Caseyfritz wrote:
Skibum, this is what I find hard to answer. Every other time I have ever had a crush, I have always acted stalkerish and creepy because I don't know how to function correctly and talk to women normally. Well, not all, but some. But this girl...She isn't all that attractive to me, and yet I feel a strong feeling about her, like I need her approval, like it lightens my day when she speaks to me or gives me any attention. When I am around her my day goes great if she shows me a lot of attention, and bad if she doesn't. What is that sh**? I can't stand it. I'm married for christ sake. I don't need that sh**.
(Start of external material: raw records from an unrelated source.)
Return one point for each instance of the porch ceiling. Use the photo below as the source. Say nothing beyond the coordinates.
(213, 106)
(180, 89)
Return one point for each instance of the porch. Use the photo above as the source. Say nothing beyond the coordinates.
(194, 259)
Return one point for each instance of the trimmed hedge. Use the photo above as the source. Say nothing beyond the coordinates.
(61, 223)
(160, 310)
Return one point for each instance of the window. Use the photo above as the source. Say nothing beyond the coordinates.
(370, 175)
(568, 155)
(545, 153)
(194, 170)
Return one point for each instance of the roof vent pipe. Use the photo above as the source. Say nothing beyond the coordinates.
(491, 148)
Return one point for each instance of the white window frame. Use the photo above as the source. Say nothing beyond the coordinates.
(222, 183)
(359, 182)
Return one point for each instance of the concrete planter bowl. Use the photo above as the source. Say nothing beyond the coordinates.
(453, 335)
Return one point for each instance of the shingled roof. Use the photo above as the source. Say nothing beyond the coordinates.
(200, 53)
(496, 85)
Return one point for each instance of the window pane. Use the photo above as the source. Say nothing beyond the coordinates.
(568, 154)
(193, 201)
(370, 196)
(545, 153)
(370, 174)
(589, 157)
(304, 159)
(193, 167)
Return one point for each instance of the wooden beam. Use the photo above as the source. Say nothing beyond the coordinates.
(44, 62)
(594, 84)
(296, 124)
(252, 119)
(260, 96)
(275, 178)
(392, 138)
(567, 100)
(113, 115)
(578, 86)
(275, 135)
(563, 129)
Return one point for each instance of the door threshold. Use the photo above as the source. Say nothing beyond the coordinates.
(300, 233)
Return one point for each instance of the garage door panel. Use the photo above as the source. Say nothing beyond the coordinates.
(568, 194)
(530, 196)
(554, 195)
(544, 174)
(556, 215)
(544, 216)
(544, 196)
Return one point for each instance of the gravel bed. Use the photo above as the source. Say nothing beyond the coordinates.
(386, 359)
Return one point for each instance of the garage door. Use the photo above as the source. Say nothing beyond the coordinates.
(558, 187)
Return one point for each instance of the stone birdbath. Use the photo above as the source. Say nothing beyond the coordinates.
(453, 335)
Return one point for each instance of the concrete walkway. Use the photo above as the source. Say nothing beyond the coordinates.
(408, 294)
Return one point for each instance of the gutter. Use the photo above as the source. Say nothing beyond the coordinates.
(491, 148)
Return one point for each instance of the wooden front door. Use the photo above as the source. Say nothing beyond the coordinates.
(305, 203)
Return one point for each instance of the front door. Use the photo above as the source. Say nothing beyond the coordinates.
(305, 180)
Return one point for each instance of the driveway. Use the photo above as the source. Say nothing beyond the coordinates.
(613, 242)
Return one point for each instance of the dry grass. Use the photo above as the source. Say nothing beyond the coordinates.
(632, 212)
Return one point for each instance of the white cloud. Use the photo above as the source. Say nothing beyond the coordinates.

I am wondering if you were close to your mum because the way you describe it it almost sounds like a child's need for validation. Trust me this is something I completely understand. It does not make you a bad person if this is the case. If it is not a sexual attraction it could possibly be the other. It could be that something about this girl makes you feel safe like a child again and you are looking for validation and approval that you may have lacked then. It is very difficult because even if it is not a sexual attraction it could turn into one so you have to be very careful. That is why I think that you should really try to focus on "dating" your wife. This will help you shift your focus and really rekindle a love for her. If you think that you may be suffering from a child validation thing you can talk to your wife about that openly because she may be able to help you. It might even help for you to talk to the other girl too and ask her to help you so that you don't get too close to her. But that is tricky too because she would have to be very mature and understanding to be able to help you. I am not sure how that might work but I think that if I were her I would try to help. I am married as well so I understand how this can be tricky. But I think first try to identify what the attraction actually is and if there is a different way to get the need met that you are feeling.